Employees need confidence, not just another clever tool
The other audience that matters is inside the business.
Many employees are already using AI in small ways, whether officially or unofficially. They are summarising documents, drafting first versions, checking ideas, building spreadsheets, preparing presentations and trying to remove some of the sludge from their day.
That is good. But it also creates a management challenge.
If AI use grows in little pockets, without guidance, companies risk inconsistency, data leakage, poor-quality output and a new kind of workplace theatre: people looking busy by producing more documents nobody needed in the first place.
The internet has already given us a useful phrase for this: AI workslop. It means the low-quality, AI-generated output that looks polished at first glance but creates more work for everyone else. Every organisation experimenting with AI should have that phrase pinned somewhere visible.
The antidote is not to ban AI. It is to be clearer about good use.
Businesses need training, policies, shared examples and honest conversations about where AI helps and where human judgement still carries the weight. Handled well, that kind of clarity builds trust inside the business as well as with customers. It also supports better practice around explaining decisions made with artificial intelligence, which is particularly important in regulated or sensitive sectors, where a small mistake can create reputational, legal or customer harm.
The businesses that win will measure what matters
By 2026, “we use AI” will be about as impressive as “we use email”. The real question will be: what changed?

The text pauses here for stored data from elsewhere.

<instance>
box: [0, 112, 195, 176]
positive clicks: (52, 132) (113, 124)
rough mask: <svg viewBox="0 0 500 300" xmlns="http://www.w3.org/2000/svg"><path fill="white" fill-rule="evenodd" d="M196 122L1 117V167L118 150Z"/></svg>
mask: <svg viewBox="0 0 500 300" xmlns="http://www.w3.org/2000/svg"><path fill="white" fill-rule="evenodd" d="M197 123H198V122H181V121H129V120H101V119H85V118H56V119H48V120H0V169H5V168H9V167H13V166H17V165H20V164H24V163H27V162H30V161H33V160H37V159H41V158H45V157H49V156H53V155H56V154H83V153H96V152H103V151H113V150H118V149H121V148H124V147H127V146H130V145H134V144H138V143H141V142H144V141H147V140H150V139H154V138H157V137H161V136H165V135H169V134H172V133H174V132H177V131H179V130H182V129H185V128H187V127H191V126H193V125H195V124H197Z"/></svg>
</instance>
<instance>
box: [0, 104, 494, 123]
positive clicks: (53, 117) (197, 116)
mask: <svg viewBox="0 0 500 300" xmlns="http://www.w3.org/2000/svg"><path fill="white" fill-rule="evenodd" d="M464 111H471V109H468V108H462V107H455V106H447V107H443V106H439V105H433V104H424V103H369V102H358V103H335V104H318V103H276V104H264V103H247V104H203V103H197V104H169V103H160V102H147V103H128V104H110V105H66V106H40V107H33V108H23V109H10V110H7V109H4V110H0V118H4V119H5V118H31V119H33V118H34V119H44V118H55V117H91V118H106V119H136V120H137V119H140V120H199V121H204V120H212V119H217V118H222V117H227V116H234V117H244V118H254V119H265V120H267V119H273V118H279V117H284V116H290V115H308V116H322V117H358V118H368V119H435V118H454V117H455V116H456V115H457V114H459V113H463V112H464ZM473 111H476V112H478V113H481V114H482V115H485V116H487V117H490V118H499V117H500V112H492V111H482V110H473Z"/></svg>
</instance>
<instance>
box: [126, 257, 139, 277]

Award-worthy businesses should be ready to show evidence that links AI to meaningful improvement. That might include faster customer response times, higher satisfaction, fewer operational errors, stronger employee confidence, improved conversion or retention, lower service friction, better forecasting, clearer decision-making or new revenue opportunities.
Not every business will have all of these. Nor should they. The point is to choose the measures that match the problem being solved.
The right metric depends on the use case. Customer service tools should be judged on customer outcomes. Operational AI needs to prove accuracy, speed and resilience. Marketing applications should be tested against relevance, trust and commercial impact. Employee-facing tools need adoption, confidence and quality measures — not just output volume.
More stuff is not automatically better stuff. Most organisations already have enough of it.